Enviada em 26/09/2020

No século XX, a Revolução Técnico-Científica-Informacional culminou no advento da internet, com o objetivo de estabelecer conexões a longa distância. Nessa perspectiva, o mundo globalizado inovou o âmbito tecnológico, impactando na educação. Entretanto, o ensino a distância, no Brasil, sofre empecilhos no que diz respeito ao avanço da tecnologia, visto a deficitária acessibilidade dos estudantes aos aparelhos tecnológicos e a falta de investimentos no setor. Posto isso, fazem-se necessárias medidas governamentais para combater a problemática no país.

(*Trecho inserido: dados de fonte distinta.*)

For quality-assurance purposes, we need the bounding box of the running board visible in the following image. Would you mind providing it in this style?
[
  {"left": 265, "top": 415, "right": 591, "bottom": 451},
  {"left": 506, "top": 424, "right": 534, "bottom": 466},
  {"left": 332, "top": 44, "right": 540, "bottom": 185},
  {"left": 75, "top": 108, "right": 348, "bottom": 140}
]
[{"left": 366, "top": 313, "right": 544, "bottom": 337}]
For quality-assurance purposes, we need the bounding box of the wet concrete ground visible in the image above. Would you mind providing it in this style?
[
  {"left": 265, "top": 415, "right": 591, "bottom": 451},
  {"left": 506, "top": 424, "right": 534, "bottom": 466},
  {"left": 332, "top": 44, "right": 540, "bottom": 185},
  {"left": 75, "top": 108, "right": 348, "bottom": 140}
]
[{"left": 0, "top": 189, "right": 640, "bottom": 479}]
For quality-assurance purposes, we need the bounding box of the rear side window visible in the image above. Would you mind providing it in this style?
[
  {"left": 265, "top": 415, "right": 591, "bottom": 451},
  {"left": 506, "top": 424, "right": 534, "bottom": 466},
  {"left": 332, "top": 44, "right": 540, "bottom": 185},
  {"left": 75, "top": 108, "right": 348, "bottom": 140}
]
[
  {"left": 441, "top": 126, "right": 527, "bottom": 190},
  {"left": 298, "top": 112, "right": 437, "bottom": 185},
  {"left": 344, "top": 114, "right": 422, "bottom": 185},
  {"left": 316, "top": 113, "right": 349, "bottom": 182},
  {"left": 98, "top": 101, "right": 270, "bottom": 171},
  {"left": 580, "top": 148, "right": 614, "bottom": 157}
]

À vista disso, infere-se que as disparidades sociais como empecilhos ao ensino virtual. Nesse viés, consoante ao filósofo francês Pierre Bourdieu, o qual afirmar que a educação reproduz os contrastes da sociedade, ocasionando, assim, um descompasso educacional entre os alunos de estratos sociais distintos. Sob essa perspectiva, com a pandemia do coronavírus, na qual as escolas adaptaram-se ao EAD, os estudantes de baixa renda são prejudicados, pois estão inseridos em um contexto desigual, haja vista a má distribuição de renda, a qual impossibilita a aquisição de aparatos digitais, como tablets. Sob essa óptica, perceber-se que não há a democratização do acesso ao ensino a distância no Brasil, concretizando-se a afirmação de Pierre Bourdieu.

Outrossim, é válido postular os ínfimos capitais designados a educação virtual. Sob esse pressuposto, destaca-se a perspectiva de Steve Jobs, de que a tecnologia é capaz de mudar. Seguindo esse raciocínio, precária estrutura do ensino EAD contrapõem a afirmativa mencionada, tendo em vista que essas escolas visam apenas ao lucro, tornando-se, desse modo, uma “máquina de diplomas”. Assim sendo, o contexto apresentado não visa à melhor qualificação do aluno, para que, assim, sejam profissionais aptos a realizar suas funções. Dito isso, a carência de capital dificulta o desenvolvimento do ensino a distância no Brasil e, consequentemente, a capacitação dos estudantes.

Destarte, é evidente a necessidade de medidas governamentais para conter o cenário apresentado. Sendo assim, é fulcral ao Ministério da Educação, em parceria com o Ministério da Economia, a criação do programa “Estudando em Casa”, esse deverá oferecer aparelhos tecnológicos, como tablets, aos discentes de baixa renda, por meio de parceria com empresas locais, com o intuito de democratizar o ensino a distância. Em adição, o Ministério da Ciência, Tecnologia e Inovação, em conjunto com as instituições que ofertam cursos virtuais, deve elaborar um projeto com a proposta de melhorar a estrutura desses cursos, a fim de formar profissionais mais capacitados. Dessa forma, será possível estabelecer-se conexões a longa distância, como propôs a Revolução, do século XX.